YARGI REFORMUNU ELEŞTİRDİ
Hükümet tarafından hazırlanan Yargı Reformu Stratejisi Taslağı'na ilişkin görüşlerini de açıklayan
Yargıtay Başkanı Gerçeker, taslağı eleştirdi.
Gerçeker, "Taslak, birçok yönü ile yargı bağımsızlığını geriye götürecek, yargıyı yasama ve yürütmenin daha çok etki altına sokacak düzenlemeler bulunduğu görülecektir" dedi. Yargının iş yükünden ve yargı üyelerinin
protokoldeki yerinden de yakınan Gerçeker, "Ne yazıkki bugün uygulanmakta olan devlet protokolündeki Yargıtay Daire Başkanı ve üyelerinin yerleri kuvvetler ayrılığı ilkesine, Yargı'nın konumu ve saygınlığına uygun olmayacak şekilde çok aşağılarda bulunmaktadır. Daha önce de bu sorunun çözülmesi için birçok girişimde bulunulmuş ancak sonuç alınamamıştır" şeklinde konuştu.
ERDOĞAN-BAYKAL ARASINDAKİ SOĞUK TOKALAŞMA
Yeni adli yılın başlaması nedeniyle Yargıtay'da düzenlenen tören devletin zirvesini bir araya getirdi. Törene Cumhurbaşkanı
Abdullah Gül,
TBMM Başkanı Köksal Toptan,
Başbakan Recep
Tayip Erdoğan,
Anayasa Mahkemesi Başkanı
Haşim Kılıç,
CHP Genel Başkanı Deniz
Baykal, Devlet bakanı ve başbakan yardımcıları
Cemil Çiçek ve
Hayati Yazıcı,
Devlet Bakanı Sait
Yazıcıoğlu,
Adalet Bakanı Mehmet Ali
Şahin,
Ulaştırma Bakanı Binali
Yıldırım, İçişleri Bakanı Beşir
Atalay,
Danıştay Başkanı
Mustafa Birden, Anayasa Mahkemesi
Başkanvekili Osman Paksüt'ün yanı sıra
yüksek yargı mensupları katıldı.
Bakanlar Kurulu üyelerinin yoğun ilgi gösterdiği törene,
AK Parti hakkındaki
kapatma davasının sonuçlanmasının ardından hiçbir törene katılmayan Yargıtay
Cumhuriyet Başsavcısı
Abdurrahman Yalçınkaya'nın katılmaması dikkat çekti.
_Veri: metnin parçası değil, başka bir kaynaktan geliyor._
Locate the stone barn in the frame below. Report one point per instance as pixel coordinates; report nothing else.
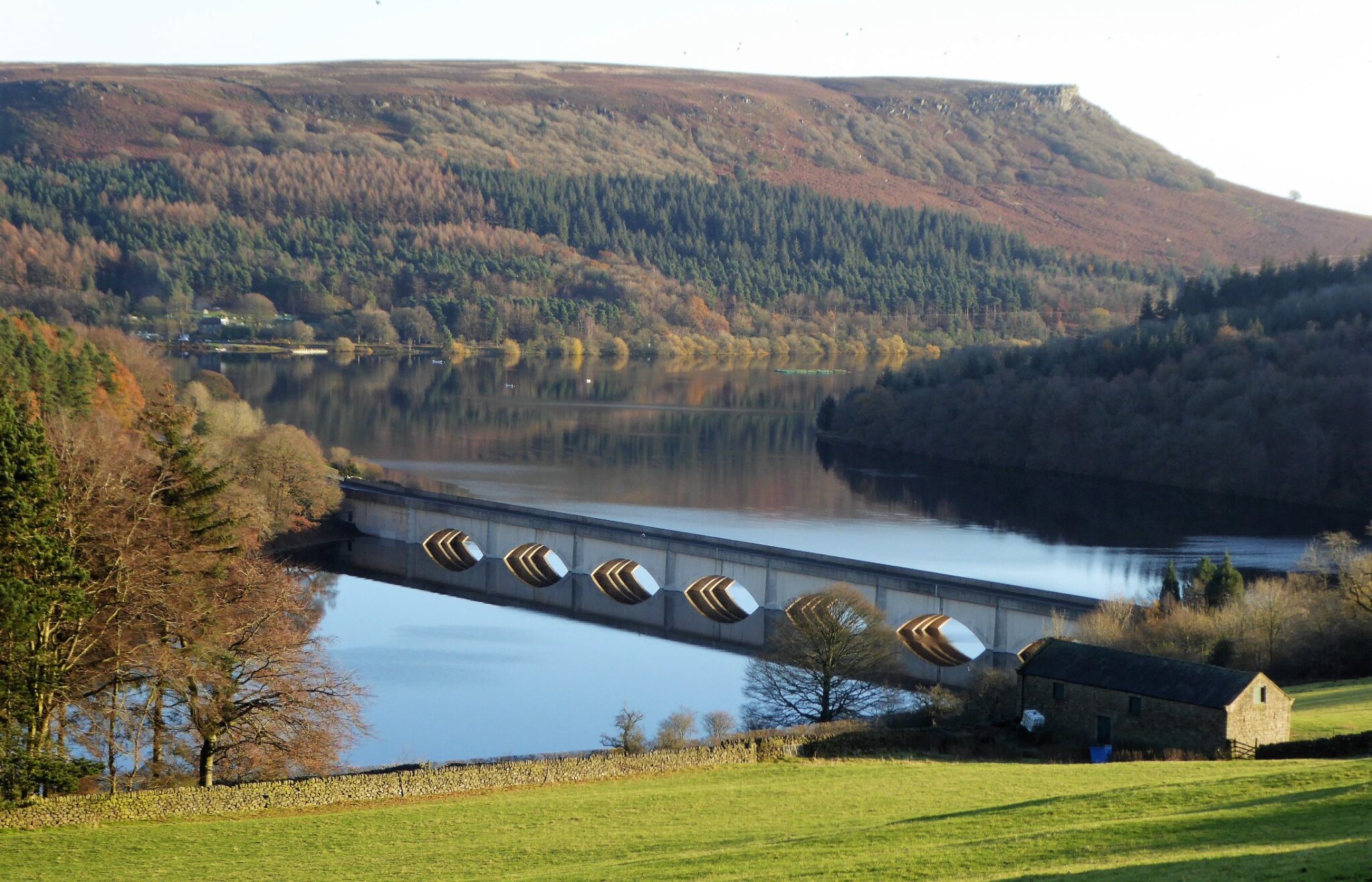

Yalçınkaya'nın yerine Yargıtay Cumhuriyet Başsavcı Vekili Kublay Özkan törende hazır bulundu.
Cumhurbaşkanı Gül, törene gelişinde Yargıtay Başkanı Gerçeker ve başkan vekili tarafından karşılanırken, Toptan, Erdoğan ve diğer protokol üyelerini Gerçeker'in sekreteri Yargıtay'ın kapısında karşıladı. Törende Başbakan Erdoğan ile CHP lideri Baykal'ın
soğuk bir şekilde tokalaşması dikkat çekerken, anamuhalefet lideri tören başlamadan önce
TBMM Başkanı Toptan ile bir süre sohbet etti.